The 11-13 year-old group should continue the basic exercises using light resistance and be introduced to more advanced exercises (lat pulls, leg press, leg curl, leg extension, calf raise, rows and shrugs) with little or no resistance. Add MD ball throws and sit-ups for the trunk. Run forward and backwards and laterally, do plyometrics (hops and jumps), play games and run relays for ABC. Start with 2x10 and build to 2x15).

Add sport-specific exercises and increase the volume of training at 14-15 years of age. Start with 2x10 and build to 3x10. Introduce walking, lateral and crossover lunges, power step-ups and box crossovers for the legs. Do bench, incline press and/or flys for the chest, rows for the back and back squats and lunges for the legs. Hop 1-2 times before doing MD ball throws to strengthen the trunk. Do agility ladders, run 1.5 miles and do sprints and interval runs on alternate days.

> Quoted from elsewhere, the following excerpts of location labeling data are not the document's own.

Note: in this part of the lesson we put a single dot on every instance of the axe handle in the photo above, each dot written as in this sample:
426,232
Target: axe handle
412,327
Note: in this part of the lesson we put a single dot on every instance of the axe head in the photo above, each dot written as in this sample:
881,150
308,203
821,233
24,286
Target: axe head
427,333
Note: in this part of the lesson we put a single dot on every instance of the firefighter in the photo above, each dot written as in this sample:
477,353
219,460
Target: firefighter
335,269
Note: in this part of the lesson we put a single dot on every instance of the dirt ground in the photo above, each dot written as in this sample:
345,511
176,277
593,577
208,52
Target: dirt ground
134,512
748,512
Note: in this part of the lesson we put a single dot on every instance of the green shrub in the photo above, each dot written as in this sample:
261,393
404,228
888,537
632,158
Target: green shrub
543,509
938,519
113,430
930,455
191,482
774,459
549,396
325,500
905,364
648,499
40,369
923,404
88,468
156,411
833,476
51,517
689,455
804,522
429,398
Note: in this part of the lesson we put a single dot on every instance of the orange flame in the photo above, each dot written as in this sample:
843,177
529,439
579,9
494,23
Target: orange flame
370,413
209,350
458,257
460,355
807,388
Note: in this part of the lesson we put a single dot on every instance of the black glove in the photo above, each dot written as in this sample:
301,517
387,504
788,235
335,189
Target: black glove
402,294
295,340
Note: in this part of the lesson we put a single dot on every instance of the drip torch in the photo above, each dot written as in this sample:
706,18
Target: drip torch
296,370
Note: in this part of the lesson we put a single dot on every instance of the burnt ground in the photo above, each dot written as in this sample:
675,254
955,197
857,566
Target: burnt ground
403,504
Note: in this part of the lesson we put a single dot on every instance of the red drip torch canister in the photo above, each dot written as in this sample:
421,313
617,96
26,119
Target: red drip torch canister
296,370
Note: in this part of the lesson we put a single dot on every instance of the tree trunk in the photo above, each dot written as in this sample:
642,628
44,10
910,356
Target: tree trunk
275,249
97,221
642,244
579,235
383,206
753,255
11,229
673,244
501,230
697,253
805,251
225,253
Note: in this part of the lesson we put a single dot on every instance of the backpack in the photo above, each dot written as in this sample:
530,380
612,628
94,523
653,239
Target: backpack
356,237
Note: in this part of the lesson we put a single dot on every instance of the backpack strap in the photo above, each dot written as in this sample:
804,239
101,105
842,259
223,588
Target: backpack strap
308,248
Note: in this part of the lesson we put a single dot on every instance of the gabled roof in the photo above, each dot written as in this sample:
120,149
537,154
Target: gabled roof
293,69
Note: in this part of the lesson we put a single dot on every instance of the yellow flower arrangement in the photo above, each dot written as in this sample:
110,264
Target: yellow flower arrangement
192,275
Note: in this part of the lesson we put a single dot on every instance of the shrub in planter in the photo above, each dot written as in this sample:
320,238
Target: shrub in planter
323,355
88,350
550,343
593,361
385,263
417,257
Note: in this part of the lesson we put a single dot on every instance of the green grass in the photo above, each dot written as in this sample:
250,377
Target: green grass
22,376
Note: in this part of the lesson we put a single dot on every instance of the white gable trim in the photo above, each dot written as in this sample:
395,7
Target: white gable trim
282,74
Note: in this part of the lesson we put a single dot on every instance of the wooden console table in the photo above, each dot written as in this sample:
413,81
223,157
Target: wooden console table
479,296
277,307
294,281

By age 16, most athletes are ready for entry level adult programs, but only if they have gained a basic level of training experience. Start with higher volume - lower intensity work and gradually build to lower volume - higher intensity work. Begin with 3x10. Gradually add resistance and build to 3x6. When they can do 3x6, reduce the weight until they can do 3x10 and gradually build to 3x6 with a heavier weight. Avoid max or near-max lifts until age 18 or older. For max safety, avoid training with loads that cannot be lifted at least six times. Continue to do distance, sprint, interval, plyometric, abdominal and ABC work.

Children are not miniature adults and therefore should not use programs designed for adults. They lack the physical development, emotional maturity and training background to safely perform adult- orientated programs.